Sunday, March 14, 2010


One of the reasons I originally started a vegetable garden was to establish a stronger connection to what we eat. Having grown up in the suburbs of New York and Miami, I did not have a lot of access to "farm fresh" food growing up. I had no idea what a spinach plant looked like until I was in my early 30s. I wanted my girls to know where their food comes from, so we started a garden as a way of giving them that connection.

A few months ago at dinner, my sister asked "Where do capers come from?" An excellent question that I could only answer with "the jar in the refrigerator." So I looked it up and found out that capers are actually the pickled flower buds of the prickly caperberry bush (Capparis spinosa), which are native to the Mediterranean region. The flower buds are picked by hand, and then pickled usually in salt, vinegar or brine for several months. When I find things like this out I am always left wondering who was the first person that thought "hmmm... let me take this unopened flowerbud, toss it in some salt, leave it alone for a few months, and then let me eat it."

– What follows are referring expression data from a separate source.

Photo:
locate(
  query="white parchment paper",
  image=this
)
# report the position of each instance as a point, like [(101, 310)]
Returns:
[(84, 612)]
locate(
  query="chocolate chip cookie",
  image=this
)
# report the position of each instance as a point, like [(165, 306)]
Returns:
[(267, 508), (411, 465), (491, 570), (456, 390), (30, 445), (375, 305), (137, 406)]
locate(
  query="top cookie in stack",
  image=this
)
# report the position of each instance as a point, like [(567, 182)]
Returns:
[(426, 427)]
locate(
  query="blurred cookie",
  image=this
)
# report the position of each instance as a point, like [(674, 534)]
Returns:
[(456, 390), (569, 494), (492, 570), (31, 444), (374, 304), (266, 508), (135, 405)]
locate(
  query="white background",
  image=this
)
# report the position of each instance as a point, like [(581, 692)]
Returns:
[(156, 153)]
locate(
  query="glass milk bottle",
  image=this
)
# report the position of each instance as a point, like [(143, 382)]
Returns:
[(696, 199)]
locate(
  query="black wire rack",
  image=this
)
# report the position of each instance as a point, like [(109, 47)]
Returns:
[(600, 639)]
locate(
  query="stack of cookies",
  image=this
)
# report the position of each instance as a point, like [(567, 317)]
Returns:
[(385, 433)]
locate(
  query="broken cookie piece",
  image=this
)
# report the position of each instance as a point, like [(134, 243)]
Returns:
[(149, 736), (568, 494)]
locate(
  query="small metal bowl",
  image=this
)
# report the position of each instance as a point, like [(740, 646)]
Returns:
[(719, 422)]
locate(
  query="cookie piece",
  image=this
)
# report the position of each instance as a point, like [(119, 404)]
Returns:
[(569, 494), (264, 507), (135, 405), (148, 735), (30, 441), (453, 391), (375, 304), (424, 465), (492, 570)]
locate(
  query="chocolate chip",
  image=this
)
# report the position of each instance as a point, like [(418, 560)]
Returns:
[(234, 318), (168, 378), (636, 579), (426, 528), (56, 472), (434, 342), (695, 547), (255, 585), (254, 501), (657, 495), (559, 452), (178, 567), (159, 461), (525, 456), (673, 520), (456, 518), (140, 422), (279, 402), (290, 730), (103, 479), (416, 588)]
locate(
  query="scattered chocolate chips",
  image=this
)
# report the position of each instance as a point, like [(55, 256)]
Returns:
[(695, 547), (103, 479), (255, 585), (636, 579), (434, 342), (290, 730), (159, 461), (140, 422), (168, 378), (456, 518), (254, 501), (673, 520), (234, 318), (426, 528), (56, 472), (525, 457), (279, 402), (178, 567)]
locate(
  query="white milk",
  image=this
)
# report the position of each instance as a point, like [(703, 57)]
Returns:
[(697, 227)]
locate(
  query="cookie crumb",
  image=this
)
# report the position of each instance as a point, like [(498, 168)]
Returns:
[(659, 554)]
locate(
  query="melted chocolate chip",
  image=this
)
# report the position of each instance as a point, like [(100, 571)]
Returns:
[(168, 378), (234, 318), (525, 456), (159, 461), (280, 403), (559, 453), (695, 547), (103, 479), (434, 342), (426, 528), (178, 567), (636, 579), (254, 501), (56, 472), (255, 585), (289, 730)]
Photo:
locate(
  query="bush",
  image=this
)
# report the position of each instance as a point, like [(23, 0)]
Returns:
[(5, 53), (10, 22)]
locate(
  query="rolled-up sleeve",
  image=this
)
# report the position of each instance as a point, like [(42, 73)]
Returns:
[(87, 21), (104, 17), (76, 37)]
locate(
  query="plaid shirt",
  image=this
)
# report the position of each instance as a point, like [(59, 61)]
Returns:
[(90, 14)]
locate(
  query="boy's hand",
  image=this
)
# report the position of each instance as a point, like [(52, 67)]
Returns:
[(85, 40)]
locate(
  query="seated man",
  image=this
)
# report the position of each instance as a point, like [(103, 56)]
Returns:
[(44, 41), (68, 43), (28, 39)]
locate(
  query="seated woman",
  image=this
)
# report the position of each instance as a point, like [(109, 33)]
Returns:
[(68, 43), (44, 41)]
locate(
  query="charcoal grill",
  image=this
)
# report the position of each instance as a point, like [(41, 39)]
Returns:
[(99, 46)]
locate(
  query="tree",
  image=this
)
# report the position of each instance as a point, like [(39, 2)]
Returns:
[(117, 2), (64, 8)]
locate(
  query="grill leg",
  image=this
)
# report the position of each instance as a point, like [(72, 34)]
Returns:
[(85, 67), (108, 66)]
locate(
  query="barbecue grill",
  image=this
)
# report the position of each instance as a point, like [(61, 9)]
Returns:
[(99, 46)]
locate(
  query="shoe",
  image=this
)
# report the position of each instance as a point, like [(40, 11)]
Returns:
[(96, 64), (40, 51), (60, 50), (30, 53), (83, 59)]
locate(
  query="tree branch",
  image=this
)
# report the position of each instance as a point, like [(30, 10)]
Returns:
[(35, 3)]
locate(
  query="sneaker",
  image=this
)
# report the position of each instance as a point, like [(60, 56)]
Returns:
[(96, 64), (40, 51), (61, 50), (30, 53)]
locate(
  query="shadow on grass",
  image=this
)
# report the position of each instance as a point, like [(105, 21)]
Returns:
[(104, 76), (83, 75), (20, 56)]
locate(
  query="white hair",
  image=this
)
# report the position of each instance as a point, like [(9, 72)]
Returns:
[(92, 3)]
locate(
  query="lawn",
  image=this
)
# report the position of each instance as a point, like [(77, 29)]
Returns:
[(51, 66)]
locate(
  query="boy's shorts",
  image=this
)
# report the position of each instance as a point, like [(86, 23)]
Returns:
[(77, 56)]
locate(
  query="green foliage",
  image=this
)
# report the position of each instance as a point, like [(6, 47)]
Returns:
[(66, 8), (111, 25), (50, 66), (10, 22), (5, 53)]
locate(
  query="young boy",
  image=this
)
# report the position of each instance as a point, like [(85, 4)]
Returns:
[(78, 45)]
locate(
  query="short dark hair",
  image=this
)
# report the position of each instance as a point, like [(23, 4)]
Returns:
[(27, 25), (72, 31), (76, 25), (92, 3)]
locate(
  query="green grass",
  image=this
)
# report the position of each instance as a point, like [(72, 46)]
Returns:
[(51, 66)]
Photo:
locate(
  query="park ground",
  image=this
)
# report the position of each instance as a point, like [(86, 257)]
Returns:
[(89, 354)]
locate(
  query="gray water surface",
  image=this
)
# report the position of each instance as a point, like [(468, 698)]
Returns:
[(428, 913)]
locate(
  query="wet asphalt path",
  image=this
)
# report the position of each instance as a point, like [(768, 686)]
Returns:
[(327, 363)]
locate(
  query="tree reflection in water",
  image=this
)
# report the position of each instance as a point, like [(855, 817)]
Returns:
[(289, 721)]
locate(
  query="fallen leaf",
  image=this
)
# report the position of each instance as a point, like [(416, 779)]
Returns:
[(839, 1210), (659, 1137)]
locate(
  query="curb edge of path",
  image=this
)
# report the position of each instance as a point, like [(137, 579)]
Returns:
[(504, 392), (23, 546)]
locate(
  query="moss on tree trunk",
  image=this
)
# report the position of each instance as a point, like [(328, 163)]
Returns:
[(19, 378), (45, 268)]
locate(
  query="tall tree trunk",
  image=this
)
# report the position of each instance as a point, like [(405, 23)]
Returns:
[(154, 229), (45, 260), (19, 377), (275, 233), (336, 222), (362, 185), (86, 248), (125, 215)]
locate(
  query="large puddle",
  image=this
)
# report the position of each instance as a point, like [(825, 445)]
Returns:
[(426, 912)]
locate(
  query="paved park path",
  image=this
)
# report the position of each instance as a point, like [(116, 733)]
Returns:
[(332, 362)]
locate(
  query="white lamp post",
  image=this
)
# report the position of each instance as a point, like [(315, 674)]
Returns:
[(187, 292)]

One night while watching Anthony Bourdain's No Reservations, I came across a whole segment on capers and caper harvesting: (start at about 3:40)

All in all, I have a much greater appreciation for the caper now knowing the amount of work that goes into harvesting and pickling it. But I have found that to be the case with many things since I started to do more things for myself, like sewing, canning, and gardening. I used to see quilts at craft fairs and think they were overpriced - who would pay $200 for a blanket? ... until I made my first quilt and saw how much time and effort it took to piece the top of the quilt and then actually quilt the layers together. I now see quilting as an art form and quilts as works of art, not blankets.

One of my favorite quick snacks with capers - Capers with cheese on toast. A friend of mine introduced  me to this yummy treat in college. Grab a slice of your favorite bread, layer on some cheddar cheese and then sprinkle a few capers on top. Pop it in the toaster oven until the cheese starts to get all melty and enjoy!